ReplyDeleteI answer that philosophy in general and science in a more specific way are attempts to replace opinions about important things with knowledge. Opinions (which are nothing more than points of view) are what guides most of us (maybe everyone except Socrates). They guide us and provide satisfying answers to basic questions. We often cherish our opinions, not only because they provide such guidance but because they comfort us.
For that reason alone, any questioning of our opinions is likely to make us at least a bit uncomfortable. It is entirely possible, of course, that we may come to know exactly what we now opine. Someone who believes that the world is more or less round because he has been told that it is and is comfortable with that image may discover, once he has been asked to explain why that belief is correct, that the world is in fact round. On the other hand, someone who is satisfied with the view that the world was created in six days (over, perhaps, six thousand years) may find out that his comfortable belief was false. Regardless of how it turns out, the first genuine questioning is likely to make one uneasy.
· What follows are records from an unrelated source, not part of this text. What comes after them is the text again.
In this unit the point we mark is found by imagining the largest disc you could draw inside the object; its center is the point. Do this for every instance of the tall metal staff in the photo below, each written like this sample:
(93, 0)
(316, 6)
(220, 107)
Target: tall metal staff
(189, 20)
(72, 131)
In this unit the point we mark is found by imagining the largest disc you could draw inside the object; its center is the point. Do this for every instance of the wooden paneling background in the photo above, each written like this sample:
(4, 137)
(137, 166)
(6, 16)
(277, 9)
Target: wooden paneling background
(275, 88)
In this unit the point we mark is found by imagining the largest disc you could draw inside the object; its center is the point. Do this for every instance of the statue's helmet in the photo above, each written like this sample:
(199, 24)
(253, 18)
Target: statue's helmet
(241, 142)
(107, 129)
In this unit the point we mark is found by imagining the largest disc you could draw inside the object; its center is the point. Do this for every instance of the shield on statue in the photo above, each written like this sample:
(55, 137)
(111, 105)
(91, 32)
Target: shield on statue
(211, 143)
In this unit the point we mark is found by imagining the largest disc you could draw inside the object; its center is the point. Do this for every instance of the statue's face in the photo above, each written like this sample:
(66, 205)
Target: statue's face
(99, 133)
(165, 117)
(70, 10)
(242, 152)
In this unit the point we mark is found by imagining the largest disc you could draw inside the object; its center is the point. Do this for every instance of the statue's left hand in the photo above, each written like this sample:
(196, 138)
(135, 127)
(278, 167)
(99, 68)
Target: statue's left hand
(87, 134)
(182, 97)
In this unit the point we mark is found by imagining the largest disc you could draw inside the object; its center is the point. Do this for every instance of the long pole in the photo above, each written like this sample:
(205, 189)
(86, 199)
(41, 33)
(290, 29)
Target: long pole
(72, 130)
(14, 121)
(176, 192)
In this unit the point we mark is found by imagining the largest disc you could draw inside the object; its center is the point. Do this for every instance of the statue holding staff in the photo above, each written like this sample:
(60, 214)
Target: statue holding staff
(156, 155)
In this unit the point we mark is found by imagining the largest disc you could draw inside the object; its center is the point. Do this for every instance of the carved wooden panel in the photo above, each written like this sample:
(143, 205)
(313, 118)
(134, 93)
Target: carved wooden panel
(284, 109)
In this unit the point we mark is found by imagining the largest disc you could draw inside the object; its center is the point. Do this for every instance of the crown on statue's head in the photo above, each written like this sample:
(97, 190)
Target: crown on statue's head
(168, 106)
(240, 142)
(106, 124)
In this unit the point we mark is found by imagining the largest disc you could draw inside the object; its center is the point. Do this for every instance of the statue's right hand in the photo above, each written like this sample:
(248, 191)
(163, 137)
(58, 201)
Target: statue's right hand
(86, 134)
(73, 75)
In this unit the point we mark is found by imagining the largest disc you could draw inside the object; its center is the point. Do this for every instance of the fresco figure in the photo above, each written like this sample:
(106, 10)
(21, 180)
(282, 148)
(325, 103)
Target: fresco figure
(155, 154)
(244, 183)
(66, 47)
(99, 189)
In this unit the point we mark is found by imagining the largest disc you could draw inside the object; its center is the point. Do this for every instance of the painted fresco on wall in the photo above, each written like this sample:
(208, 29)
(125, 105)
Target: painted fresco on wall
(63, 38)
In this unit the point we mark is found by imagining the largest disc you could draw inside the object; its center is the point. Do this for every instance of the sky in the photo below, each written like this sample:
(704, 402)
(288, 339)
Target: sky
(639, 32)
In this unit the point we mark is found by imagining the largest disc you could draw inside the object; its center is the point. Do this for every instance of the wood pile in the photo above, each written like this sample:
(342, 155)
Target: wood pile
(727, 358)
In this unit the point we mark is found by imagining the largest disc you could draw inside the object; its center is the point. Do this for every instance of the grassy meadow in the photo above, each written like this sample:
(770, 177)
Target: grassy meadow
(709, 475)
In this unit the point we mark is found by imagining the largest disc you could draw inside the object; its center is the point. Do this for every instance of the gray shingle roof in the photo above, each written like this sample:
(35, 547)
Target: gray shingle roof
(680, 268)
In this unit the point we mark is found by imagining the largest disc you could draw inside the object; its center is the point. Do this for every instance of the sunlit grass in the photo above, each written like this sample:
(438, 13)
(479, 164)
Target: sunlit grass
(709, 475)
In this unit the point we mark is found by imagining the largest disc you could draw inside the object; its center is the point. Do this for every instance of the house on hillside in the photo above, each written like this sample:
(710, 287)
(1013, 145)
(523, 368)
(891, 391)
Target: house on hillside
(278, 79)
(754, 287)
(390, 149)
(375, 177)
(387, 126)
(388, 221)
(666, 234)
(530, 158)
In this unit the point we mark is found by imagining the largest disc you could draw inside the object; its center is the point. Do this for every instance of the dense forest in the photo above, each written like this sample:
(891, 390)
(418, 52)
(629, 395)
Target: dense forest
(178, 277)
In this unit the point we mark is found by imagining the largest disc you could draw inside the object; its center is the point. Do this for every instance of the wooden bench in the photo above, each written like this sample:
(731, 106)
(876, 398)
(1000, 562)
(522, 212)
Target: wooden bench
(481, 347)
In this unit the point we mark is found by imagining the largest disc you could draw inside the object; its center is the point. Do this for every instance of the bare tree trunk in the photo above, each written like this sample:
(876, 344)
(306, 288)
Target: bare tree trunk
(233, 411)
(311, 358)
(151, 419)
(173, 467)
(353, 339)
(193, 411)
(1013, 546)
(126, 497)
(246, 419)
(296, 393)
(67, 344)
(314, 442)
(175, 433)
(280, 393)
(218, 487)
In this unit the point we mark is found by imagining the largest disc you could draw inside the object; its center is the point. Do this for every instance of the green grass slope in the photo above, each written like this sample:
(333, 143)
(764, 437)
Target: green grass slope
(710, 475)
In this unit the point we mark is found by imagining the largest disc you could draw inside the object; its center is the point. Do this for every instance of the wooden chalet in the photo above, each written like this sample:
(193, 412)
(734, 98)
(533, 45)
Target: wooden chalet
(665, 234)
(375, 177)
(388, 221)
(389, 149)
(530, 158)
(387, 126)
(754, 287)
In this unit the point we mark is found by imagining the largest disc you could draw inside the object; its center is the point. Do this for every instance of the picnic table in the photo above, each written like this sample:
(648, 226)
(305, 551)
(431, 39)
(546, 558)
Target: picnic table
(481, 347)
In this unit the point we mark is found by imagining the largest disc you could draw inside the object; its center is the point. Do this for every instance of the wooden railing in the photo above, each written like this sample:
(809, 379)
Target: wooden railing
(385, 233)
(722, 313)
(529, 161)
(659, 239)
Some years ago I listened to a discussion of student rights in the classroom. Students have a right to be treated in a certain way, fairly and impartially, for example. Does a professor transgress when he challenges the student in such a way as to make her or him uncomfortable? Some of those in the room seemed to think so. I raised my hand and remarked that anyone who gets through four years of college without once being made uncomfortable in a classroom should sue for malpractice.